Judge of the California Court of Appeal for the Second District
- In office 1958–2002

Personal details
- Born: Mildred Loree Kluckhohn January 25, 1915 Ida Grove, Iowa, U.S.
- Died: October 27, 2002 (aged 87) Los Angeles, California, U.S.
- Party: Democratic
- Education: University of California, Berkeley (BA, JD)

= Mildred Lillie =

American judge (1915–2002)

Mildred Loree Lillie (January 25, 1915 – October 27, 2002) was an American jurist. She served as a judge for 55 years in the state of California with a career that spanned from 1947 until her death in 2002. In 1958, she became the second woman to serve on the Court of Appeal, a role in which she served for a record 44 years. In 1971, she was considered by President Richard Nixon for nomination as the first woman on the Supreme Court of the United States; however, an "unqualified" rating from the American Bar Association derailed that bid.

==Early life and education==
Mildred Loree Kluckhohn was born in Ida Grove, Iowa, but moved with her mother to California's San Joaquin Valley as a child following her parents' failed marriage. She worked at a local cannery during the Great Depression and later as both a cook and a floor detective at Sears to earn her tuition to law school.

Lillie obtained her a Bachelor of Arts degree and Juris Doctor from the University of California, Berkeley.

== Career ==
After graduating from law school, she was a deputy city attorney for Alameda, California. After a few years in private practice, she served as an Assistant United States Attorney from 1942 to 1946. In 1947, Republican governor Earl Warren appointed her to the Los Angeles Municipal Court. For a time, she served in the Domestic Relations Division where one of her cases was the custody hearing for Pia Lindström between actress Ingrid Bergman and her ex-husband Petter Lindström. Warren appointed her to the Los Angeles County Superior Court in 1949 at the age of 32, the youngest person ever named to the Superior Court. In 1958, Republican governor Goodwin Knight appointed Lillie, a Democrat, to the Second District Court of Appeal.

In 1971, President Richard Nixon had two seats on the Supreme Court to fill with the retirements of John Marshall Harlan and Hugo Black. Nixon floated Lillie and Arkansas bond lawyer Herschel Friday as potential nominees for the open seats. Nixon also proposed Senator Robert C. Byrd, Judges Sylvia Bacon, Charles Clark and Paul Hitch Roney for the seat. Although Nixon had said that he didn't think that women should be in any government job and that women were "erratic" and "emotional", he saw political gain in nominating a woman to the court. The Attorney General thought Lillie might be a good choice in that she was a Democrat, but a conservative. In his report to the president, he noted that California Governor Pat Brown turned her down for a seat on the state supreme court because she was too conservative.

Lillie's candidacy for the seat ran into trouble when professor Laurence Tribe of Harvard Law School submitted a memorandum that criticized Lillie's qualifications with regard to judicial opinions that were overturned by the California Supreme Court. In a 2009 interview at the Miller Center for Public Affairs Tribe repeated his criticism saying that she was "both right wing and stupid" and that she had written seven opinions that were reversed by the California Supreme Court. Assistant Attorney General William H. Rehnquist, who became the eventual nominee and, later Chief Justice, defended Lillie in a memo. He wrote that of 1,160 opinions written by Lillie, only 69 were reviewed by the higher courts. He noted that 38 of her opinions were reversed, which was consistent with reversal rates in California. In a final blow to her hopes of nomination, the American Bar Association voted 11–1 that she was unqualified to serve on the court. Nixon also learned that the Senate might confirm neither Lillie nor Friday. In response, he nominated Lewis Powell and Rehnquist to the court.

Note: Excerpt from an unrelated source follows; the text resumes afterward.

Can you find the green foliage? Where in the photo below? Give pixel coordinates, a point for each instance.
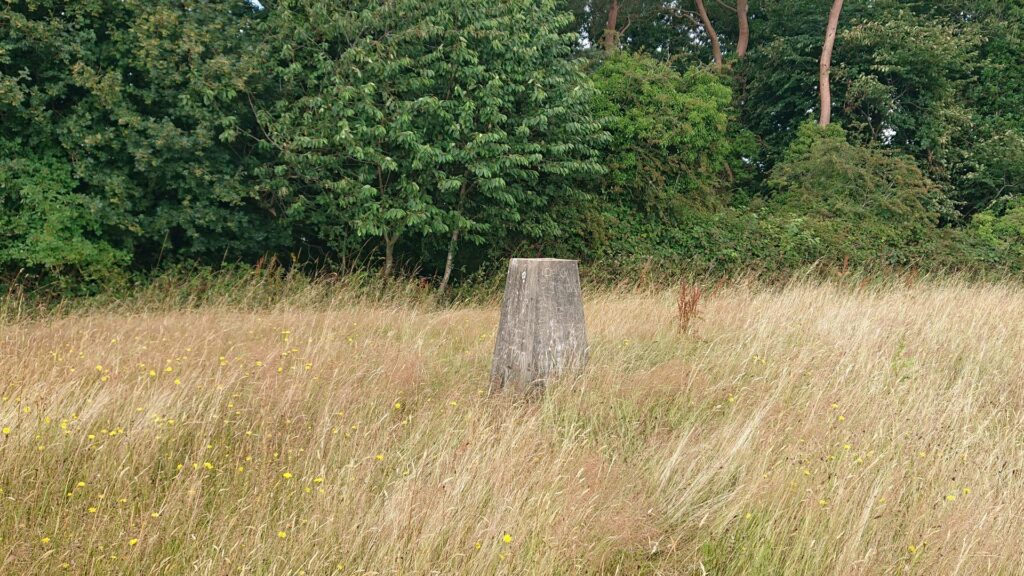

In his book The Rehnquist Choice: The Untold Story of the Nixon Appointment that Redefined the Supreme Court, former White House Counsel John Dean noted that he had compared the qualifications of Lillie to Justice Sandra Day O'Connor and found Lillie to be at least as qualified if not more so. Dean also said that the greatest opposition to Lillie came from Chief Justice Warren E. Burger who was opposed to the idea of a woman on the court. Dean indicated that Burger threatened to resign over the nomination.

Lillie continued to serve on the Appeals Court until her death in 2002. At the time of her death, she was on the ballot for judicial retention. Mildred Lillie died on October 27, 2002, at the age of 87. She was reportedly suffering from cancer.

== Personal life ==
She married Cameron Lillie in 1947. Cameron Lillie died in 1959. She married her second husband, A. V. Falcone in 1966. Falcone died in 1996. She had no children of her own, but two stepchildren from her marriage to Falcone. Her stepson Dewey Falcone was a judge on the Los Angeles County Superior Court from 1993 until 2013.